CVE-2022-41191: 
SAP 3D Visual Enterprise Viewer vulnerability analysis and mitigation

A use-after-free vulnerability (CVE-2022-41191) was discovered in SAP 3D Visual Enterprise Viewer, specifically in the parsing of Jupiter Tesselation (.jt, JTReader.x3d) files. The vulnerability was reported on July 22, 2022, and publicly disclosed on November 3, 2022. This security flaw affects installations of SAP 3D Visual Enterprise Viewer and requires user interaction for exploitation (ZDI Advisory).

The vulnerability stems from the lack of proper validation of object existence before performing operations on the object during JT file parsing. It has been assigned a CVSS score of 7.8 (AV:L/AC:L/PR:N/UI:R/S:U/C:H/I:H/A:H), indicating high severity with local attack vector, low attack complexity, no privileges required, and user interaction required. The vulnerability is classified under CWE-119, which relates to buffer overflow issues (ZDI Advisory, NVD Report).

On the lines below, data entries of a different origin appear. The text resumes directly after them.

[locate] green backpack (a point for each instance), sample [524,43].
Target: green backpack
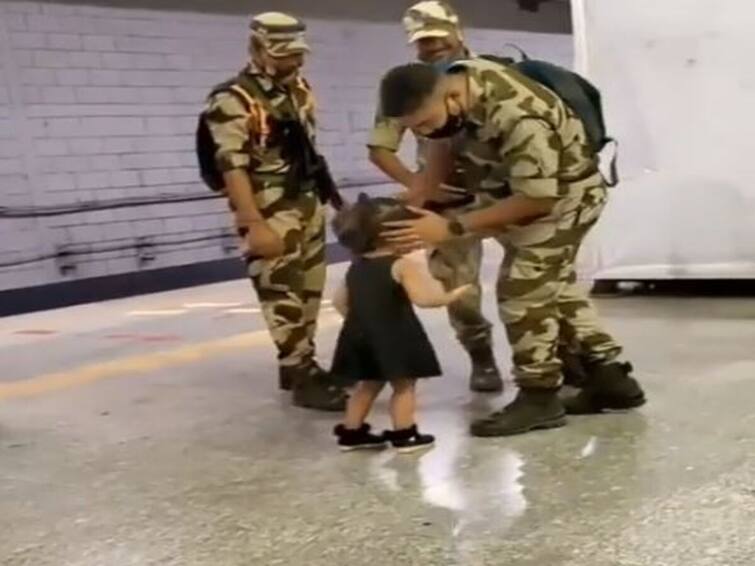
[577,92]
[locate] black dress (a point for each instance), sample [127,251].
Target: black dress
[382,338]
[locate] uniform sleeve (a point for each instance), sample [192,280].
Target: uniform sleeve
[228,121]
[531,153]
[387,133]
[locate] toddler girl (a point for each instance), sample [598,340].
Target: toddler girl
[382,340]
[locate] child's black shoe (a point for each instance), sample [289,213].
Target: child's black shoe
[358,439]
[409,440]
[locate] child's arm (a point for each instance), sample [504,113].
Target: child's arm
[341,300]
[423,289]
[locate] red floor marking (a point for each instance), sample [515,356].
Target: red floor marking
[36,332]
[145,337]
[160,338]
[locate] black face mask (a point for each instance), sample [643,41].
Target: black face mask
[453,125]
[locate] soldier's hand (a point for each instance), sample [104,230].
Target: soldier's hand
[458,293]
[262,241]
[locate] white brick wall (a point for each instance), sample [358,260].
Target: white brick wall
[101,103]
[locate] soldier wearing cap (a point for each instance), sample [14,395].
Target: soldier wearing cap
[282,226]
[434,28]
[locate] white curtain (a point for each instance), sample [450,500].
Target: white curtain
[678,84]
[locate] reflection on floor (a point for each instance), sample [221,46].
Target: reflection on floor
[149,431]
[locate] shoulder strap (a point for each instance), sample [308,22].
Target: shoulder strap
[247,86]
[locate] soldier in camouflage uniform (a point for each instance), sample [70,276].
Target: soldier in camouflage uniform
[283,231]
[433,27]
[520,133]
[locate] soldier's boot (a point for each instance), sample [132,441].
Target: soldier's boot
[315,389]
[533,409]
[485,377]
[573,368]
[287,375]
[609,387]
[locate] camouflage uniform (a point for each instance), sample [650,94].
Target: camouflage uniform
[289,287]
[520,133]
[458,262]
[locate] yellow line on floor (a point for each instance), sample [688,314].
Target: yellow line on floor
[138,364]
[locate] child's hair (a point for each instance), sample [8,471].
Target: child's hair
[358,226]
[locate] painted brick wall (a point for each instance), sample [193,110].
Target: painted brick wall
[101,103]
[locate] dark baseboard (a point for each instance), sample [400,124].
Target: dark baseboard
[95,289]
[676,288]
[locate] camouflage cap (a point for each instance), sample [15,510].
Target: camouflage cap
[281,35]
[431,18]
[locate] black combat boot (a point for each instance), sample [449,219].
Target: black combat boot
[573,368]
[287,374]
[607,387]
[315,389]
[532,409]
[485,377]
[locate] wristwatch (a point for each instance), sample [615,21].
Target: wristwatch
[456,228]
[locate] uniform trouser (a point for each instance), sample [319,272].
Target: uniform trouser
[540,301]
[456,263]
[290,287]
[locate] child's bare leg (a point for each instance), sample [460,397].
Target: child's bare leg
[403,403]
[360,403]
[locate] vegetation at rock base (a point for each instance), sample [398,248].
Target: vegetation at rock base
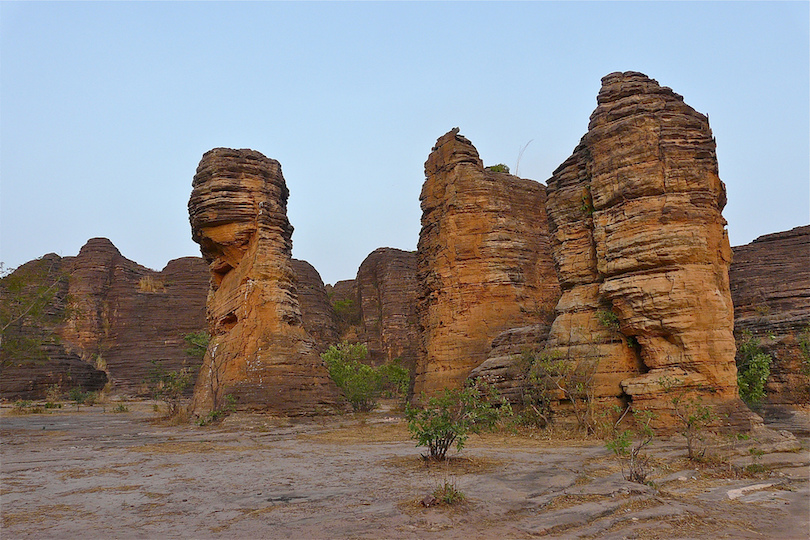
[169,386]
[450,417]
[550,378]
[753,369]
[26,297]
[361,383]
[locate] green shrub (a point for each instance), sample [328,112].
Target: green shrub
[753,369]
[362,384]
[452,415]
[169,386]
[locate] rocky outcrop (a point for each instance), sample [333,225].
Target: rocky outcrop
[317,314]
[770,286]
[386,294]
[260,352]
[483,261]
[641,250]
[506,365]
[33,359]
[115,319]
[126,318]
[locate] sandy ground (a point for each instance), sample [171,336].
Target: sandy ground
[95,474]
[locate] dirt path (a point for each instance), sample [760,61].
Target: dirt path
[91,474]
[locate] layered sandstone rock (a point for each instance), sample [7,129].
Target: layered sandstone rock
[641,250]
[33,360]
[770,286]
[117,319]
[260,352]
[126,318]
[386,294]
[506,365]
[317,314]
[483,261]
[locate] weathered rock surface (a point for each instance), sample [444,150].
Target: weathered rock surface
[34,359]
[386,294]
[260,352]
[641,250]
[115,318]
[124,316]
[505,367]
[317,314]
[483,264]
[770,286]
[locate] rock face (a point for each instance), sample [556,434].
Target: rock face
[125,316]
[386,294]
[770,286]
[641,250]
[483,261]
[33,358]
[260,352]
[316,312]
[115,318]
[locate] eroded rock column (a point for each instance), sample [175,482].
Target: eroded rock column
[259,351]
[641,249]
[483,262]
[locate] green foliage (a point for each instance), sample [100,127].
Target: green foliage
[753,369]
[452,416]
[362,384]
[553,377]
[608,319]
[500,167]
[197,344]
[218,414]
[169,386]
[627,446]
[27,313]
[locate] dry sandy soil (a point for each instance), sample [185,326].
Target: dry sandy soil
[94,474]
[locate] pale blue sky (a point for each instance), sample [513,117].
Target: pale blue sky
[107,108]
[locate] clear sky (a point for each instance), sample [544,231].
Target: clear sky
[107,107]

If successfully exploited, this vulnerability allows attackers to execute arbitrary code in the context of the current process. The high CVSS score indicates potential severe impacts on system confidentiality, integrity, and availability (ZDI Advisory).

SAP has released an update to address this vulnerability. Users are advised to apply the security patch provided by SAP to protect their systems (ZDI Advisory).